I am in a machine shop of a retired racer. So we have all the equipment but it is 30-40 year old stuff not state of the art. I pressed the pins out, cleaned the rods, have a balance beam scale and the correct fixtures for weighing and hanging rods. Not the state of the art stuff, but older. So part of this is hobby learning and doing. My time no cost.

Regardless, the potential to induce an error by summing multiple measurements is greater than a single error on a single measurement (usually). Having measure rods before, my experience has been that measuring both ends never seems to add up to total weight. Even with best effort to be consistent in measurement, level, etc.... For these rods the sum was 4-6 grams different than a measured total.

So I always measure total weight of assembled rod first. Then measure big end. Then inspect why any major anomaly. In this case the heaviest rods had pads that where larger then the 6 rods that were equal in weight. Those two came in nicely with weight reduction of the big end. The problem was the lightest rod had the largest big end weight and its pad looked similar to the other 5 rods of near equal weight. So it had to be a density of the metal issue. When I measured the small end it was smaller then the rest too.

These rods all looked like same batch too. Same group letters and numbers. In this case DF-21 thru 23, and B on opposite side of LY. All the pistons where stock 1970.

I can't really reduce the big end of the lightest rod without driving total way lower. I then would have to reduce small end on all those other rods with out the meat to remove so it would be a spiral effort down.

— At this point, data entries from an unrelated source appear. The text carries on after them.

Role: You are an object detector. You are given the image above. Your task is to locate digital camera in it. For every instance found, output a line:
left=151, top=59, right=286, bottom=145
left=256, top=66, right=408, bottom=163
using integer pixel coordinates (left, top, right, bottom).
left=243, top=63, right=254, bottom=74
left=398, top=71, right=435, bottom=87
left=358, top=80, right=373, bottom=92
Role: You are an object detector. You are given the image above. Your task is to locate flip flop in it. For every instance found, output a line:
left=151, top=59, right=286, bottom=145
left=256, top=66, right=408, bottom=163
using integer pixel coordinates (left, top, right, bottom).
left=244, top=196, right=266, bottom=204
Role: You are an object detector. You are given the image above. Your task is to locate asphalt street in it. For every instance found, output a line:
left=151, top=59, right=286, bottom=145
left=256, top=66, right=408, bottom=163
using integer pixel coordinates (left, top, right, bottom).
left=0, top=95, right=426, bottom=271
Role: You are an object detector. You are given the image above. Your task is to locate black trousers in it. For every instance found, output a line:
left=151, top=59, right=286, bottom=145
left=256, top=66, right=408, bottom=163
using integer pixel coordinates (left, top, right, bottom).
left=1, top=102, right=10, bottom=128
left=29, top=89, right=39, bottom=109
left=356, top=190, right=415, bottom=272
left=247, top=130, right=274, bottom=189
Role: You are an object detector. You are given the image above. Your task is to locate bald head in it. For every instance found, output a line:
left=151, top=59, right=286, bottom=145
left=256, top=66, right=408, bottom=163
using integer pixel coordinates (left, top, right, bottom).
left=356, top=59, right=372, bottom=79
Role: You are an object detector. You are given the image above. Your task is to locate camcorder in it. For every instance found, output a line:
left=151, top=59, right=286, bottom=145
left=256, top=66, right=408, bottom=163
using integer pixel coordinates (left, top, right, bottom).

I do have other rods I can swap in, but more of my curiosity was how critical is this really. How to approach this if you had to use it. Which I think has been answered. Moving rods to try to get pairs matched. Error on small end is less of a factor then big end. Assemble balance weights to account for it. We have that counter weight material too. We have a crank balance machine, unfortunately not fully operable, so final balancing is done by the local machine shop.

I will post where I am at later, left the info at the shop. Thanks for all the replies.